Ex-Theranos CEO Elizabeth Holmes charged with fraud over ‘revolutionary’ blood tests

Theranos founder Elizabeth Holmes and a former top executive at the company have been indicted by a federal grand jury on fraud charges related to their pitches for blood-testing equipment investors were told would revolutionize and simplify the process.

Holmes, 34, and Ramesh “Sunny” Balwani are charged with two counts of conspiracy to commit wire fraud and nine counts of wire fraud, according to the U.S. Attorney’s Office for the Northern District of California. Federal prosecutors say the pair engaged in two separate schemes, one to defraud investors and the other to take advantage of doctors and patients.

Both Holmes, who founded Theranos in 2003, and Balwani, 53, who had served as its chief operating officer and president, appeared in federal court in California on Friday. The company announced the same day that Holmes had stepped down as chief executive officer but would remain at the firm as founder and board chairman.

“This conspiracy misled doctors and patients about the reliability of the medical tests that endangered health and lives,” FBI Special Agent in Charge John Bennett said in a statement. Additionally, prosecutors said, the events risked tarnishing Silicon Valley’s reputation as a hotbed of reliable technology innovation, something Acting U.S. Attorney Alex Tse promised to prevent.

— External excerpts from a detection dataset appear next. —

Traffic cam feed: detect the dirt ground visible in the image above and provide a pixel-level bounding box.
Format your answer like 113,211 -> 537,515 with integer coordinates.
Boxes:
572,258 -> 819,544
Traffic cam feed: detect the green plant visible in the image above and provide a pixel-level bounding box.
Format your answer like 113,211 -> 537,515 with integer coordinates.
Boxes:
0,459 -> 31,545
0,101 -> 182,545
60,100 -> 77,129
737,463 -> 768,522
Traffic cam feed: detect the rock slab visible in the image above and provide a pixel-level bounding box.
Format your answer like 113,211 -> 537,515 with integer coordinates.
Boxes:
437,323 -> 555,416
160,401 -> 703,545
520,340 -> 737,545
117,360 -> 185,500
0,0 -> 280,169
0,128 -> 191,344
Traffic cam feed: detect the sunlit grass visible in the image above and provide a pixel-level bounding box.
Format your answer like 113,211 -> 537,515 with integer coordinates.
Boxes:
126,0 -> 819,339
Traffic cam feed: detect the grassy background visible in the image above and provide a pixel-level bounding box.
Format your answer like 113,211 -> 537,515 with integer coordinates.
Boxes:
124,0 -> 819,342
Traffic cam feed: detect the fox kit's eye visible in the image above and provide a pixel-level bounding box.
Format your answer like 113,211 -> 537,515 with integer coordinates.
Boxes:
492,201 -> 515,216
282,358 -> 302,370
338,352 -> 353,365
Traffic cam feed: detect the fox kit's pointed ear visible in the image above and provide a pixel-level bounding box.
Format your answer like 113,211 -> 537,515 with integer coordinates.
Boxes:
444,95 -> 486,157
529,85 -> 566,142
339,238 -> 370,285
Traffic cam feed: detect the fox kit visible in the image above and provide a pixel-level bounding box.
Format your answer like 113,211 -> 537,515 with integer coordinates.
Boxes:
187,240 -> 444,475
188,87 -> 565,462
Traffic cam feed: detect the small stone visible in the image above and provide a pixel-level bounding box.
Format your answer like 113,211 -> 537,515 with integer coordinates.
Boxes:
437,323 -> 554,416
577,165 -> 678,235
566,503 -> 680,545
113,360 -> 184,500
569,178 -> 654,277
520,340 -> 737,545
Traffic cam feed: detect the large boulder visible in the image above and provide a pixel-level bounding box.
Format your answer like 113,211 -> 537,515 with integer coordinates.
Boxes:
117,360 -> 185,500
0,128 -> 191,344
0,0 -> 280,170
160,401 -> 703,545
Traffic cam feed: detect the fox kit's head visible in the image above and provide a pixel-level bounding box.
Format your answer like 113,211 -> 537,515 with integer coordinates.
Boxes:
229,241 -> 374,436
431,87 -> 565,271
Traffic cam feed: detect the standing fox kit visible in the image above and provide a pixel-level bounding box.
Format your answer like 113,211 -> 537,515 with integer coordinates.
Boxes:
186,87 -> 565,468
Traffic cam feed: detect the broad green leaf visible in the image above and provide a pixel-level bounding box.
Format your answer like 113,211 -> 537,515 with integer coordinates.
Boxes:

Theranos didn’t immediately respond to a request for comment on Friday, though the company has previously said it made real and lasting advances in medical technology and holds 1,200 patents and applications that the Institute of Electrical and Electronics Engineers recently judged “to be among the most valuable in the medical device space.”

Neither Holmes nor the company admitted wrongdoing in a March settlement with the Securities and Exchange commission over their claims to investors about the analyzer. She agreed at the time to pay a $500,000 fine, accept a prohibition on serving as a director or officer of a publicly traded company for 10 years, and return about 18.9 million shares of stock.

Prosecutors said in the indictment that Holmes and Balwani employed ads and solicitations to push doctors and patients to use Theranos’ services, even though the pair knew the company couldn’t consistently produce “accurate and reliable results for certain blood tests.”

Holmes and Balwani also used a variety of means, including direct communications, statements to the media, and financial statements, to defraud potential investors, the U.S. Attorney’s Office said.

The two claimed that Theranos developed a “revolutionary and proprietary” analyzer that could perform different clinical tests using small blood samples taken from a patient’s finger and said the technology could yield results that were better and faster than those produced by conventional methods, according to the Justice Department.

The two Theranos executives, however, knew that the analyzer had “accuracy and reliability problems, performed a limited number of tests, was slower than some competing devices, and, in some respects, could not compete with existing, more conventional machines,” prosecutors said.

Patients, according to prosecutors, were targeted in ads that urged them to purchase Theranos blood tests for HIV and other conditions at Walgreen’s stores in California and Arizona. As a result, hundreds of patients or their insurance providers paid for the blood tests and results, sometimes following referrals from their defrauded doctors, the U.S. Attorney’s Office said.

A spokesman for Walgreen’s declined to comment.

“The conduct alleged in these charges erodes public trust in the safety and effectiveness of medical products, including diagnostics,” Catherine Hermsen, acting director of the Office of Criminal Investigations at the Food and Drug Administration, said in a statement.

Holmes and Balwani face up to 20 years in prison and a fine of $250,000 per count.